Wie lange dauert eine Boottour zu den Calanques?

Die meisten Standard-Bootstouren ab dem Marseille Vieux-Port sind 3 bis 4,5 Stunden Hin- und Rückfahrt und besuchen typischerweise 2–4 Calanques. Ganztagestouren mit Mittagessen und Wein laufen 6–7 Stunden. Die Entfernung vom Vieux-Port zu den nächsten Calanques beträgt ungefähr 30–45 Minuten auf See.

Ist das Schwimmen in den Calanques sicher?

Im Allgemeinen ja. Das Wasser ist klar und der Meeresboden sichtbar. In den Calanques gibt es keine Rettungsschwimmer. Die Risiken sind der Seezustand (Wellen können beim Mistral stark sein — Vorhersagen prüfen), Seeigel bei Felseneintritten (Flossen oder Wasserschuhe verwenden) und gelegentliche Quallen im Spätsommer. Nie außer Sichtweite Ihres Boots oder Ihrer Gruppe schwimmen.

Brauche ich einen Führer zum Wandern in den Calanques?
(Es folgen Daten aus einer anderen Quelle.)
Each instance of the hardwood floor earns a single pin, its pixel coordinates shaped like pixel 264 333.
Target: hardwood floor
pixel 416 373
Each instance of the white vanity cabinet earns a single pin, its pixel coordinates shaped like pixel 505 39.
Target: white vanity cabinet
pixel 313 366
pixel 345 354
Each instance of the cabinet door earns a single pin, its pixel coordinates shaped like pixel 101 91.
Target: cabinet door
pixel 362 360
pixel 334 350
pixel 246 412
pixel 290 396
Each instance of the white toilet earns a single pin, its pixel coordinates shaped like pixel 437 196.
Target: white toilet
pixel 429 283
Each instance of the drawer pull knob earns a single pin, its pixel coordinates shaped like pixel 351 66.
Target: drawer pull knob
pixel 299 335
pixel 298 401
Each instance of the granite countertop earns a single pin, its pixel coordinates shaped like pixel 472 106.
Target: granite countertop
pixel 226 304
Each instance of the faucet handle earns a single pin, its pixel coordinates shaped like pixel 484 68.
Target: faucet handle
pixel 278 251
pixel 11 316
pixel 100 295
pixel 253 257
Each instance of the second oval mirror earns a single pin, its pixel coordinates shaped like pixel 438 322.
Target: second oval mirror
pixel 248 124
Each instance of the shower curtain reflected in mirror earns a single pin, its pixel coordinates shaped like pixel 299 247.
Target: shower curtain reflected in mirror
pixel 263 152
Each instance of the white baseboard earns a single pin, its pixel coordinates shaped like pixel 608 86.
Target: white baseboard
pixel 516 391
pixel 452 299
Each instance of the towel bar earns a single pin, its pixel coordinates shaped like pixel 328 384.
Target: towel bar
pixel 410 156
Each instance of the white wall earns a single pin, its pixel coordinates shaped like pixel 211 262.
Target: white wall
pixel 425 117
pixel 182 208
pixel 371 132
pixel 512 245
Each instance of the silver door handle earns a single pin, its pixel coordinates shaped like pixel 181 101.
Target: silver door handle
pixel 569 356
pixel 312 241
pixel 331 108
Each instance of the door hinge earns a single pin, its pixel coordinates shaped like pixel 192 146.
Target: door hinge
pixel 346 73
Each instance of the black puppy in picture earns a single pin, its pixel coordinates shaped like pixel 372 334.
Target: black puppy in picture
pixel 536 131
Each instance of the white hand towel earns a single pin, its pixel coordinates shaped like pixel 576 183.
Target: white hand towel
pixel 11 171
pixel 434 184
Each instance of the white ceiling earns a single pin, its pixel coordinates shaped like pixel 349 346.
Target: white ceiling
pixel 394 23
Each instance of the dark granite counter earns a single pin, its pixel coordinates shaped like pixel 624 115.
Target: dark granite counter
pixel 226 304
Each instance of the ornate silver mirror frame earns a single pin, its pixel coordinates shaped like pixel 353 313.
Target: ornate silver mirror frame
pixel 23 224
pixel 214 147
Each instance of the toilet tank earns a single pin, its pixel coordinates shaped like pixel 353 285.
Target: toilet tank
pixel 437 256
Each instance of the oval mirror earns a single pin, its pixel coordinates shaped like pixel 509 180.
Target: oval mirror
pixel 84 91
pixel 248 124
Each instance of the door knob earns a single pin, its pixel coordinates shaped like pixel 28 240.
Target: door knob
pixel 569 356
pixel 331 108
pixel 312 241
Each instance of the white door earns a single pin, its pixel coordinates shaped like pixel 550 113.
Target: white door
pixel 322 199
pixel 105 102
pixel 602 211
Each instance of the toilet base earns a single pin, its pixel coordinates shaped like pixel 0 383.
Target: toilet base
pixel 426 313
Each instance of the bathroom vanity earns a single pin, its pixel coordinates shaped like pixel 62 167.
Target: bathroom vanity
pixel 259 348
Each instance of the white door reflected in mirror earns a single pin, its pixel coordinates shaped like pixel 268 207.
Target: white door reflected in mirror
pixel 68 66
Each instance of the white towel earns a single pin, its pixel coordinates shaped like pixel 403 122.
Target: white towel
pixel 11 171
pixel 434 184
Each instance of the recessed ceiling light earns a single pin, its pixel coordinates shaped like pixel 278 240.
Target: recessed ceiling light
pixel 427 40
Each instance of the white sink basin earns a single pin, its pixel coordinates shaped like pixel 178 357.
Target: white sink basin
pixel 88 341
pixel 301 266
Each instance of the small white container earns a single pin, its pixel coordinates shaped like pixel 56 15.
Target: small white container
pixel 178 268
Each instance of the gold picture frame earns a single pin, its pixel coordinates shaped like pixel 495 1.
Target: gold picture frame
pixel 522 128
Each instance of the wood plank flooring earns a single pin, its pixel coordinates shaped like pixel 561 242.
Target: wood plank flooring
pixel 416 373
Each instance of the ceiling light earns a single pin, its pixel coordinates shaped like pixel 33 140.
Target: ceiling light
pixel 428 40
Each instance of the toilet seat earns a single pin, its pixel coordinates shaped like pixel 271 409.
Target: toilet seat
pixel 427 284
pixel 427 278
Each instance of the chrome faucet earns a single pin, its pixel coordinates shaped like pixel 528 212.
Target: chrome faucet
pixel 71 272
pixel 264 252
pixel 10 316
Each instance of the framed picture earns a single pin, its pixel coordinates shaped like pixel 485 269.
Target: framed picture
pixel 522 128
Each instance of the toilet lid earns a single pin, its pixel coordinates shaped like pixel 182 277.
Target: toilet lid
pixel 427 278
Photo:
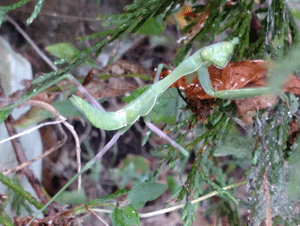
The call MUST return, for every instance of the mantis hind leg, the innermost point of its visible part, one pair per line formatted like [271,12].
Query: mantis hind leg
[159,70]
[204,79]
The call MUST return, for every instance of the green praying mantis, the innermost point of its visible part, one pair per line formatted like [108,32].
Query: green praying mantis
[218,54]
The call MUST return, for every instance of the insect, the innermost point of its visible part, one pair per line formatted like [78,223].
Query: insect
[217,54]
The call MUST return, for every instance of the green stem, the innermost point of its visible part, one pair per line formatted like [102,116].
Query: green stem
[19,190]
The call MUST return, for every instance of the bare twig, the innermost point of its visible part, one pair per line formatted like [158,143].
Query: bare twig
[167,138]
[180,206]
[268,220]
[32,129]
[98,217]
[69,127]
[35,183]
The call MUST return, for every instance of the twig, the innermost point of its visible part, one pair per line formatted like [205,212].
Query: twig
[96,215]
[170,209]
[31,130]
[268,220]
[167,138]
[69,127]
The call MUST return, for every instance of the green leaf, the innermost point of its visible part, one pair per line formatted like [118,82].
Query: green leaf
[144,192]
[167,107]
[36,11]
[135,94]
[125,216]
[62,50]
[106,198]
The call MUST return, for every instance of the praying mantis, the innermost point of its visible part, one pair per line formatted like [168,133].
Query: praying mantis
[218,54]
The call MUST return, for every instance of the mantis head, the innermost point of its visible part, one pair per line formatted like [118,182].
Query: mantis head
[219,54]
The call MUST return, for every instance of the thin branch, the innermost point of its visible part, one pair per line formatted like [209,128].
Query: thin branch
[98,217]
[69,127]
[32,129]
[167,138]
[170,209]
[33,180]
[268,220]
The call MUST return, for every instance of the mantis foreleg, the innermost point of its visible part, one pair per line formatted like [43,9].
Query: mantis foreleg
[217,54]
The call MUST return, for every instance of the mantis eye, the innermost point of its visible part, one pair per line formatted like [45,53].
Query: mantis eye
[218,54]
Nein, aber ein Führer hilft. Die Wege sind nicht immer gut markiert, das Gelände ist im Sommer extrem trocken, und die Navigation zwischen den Calanques kann bei Mehrcalanques-Schleifen verwirrend sein. Eine geführte Wanderung ist die effizienteste Möglichkeit, beim ersten Besuch das Meiste zu sehen, und der ökologische Kontext des Führers bereichert die Erfahrung wirklich.

Können Familien mit Kindern die Calanques besuchen?
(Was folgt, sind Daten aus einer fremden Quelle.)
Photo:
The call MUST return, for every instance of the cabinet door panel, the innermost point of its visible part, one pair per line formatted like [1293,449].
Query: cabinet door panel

Ja, mit entsprechender Planung. Bootstouren sind die kinderfreundlichste Option — kein Wandern, keine Distanz, nur eine Bootsfahrt und Schwimmen in geschützten Buchten. Für wandernde Familien ist der Weg von Luminy nach Sugiton (45 Minuten, felsig aber nicht technisch) für Kinder ab 8 Jahren mit geeignetem Schuhwerk und Wasser machbar. Im Juli–August mit Kleinkindern unbedingt alle Wanderungen meiden.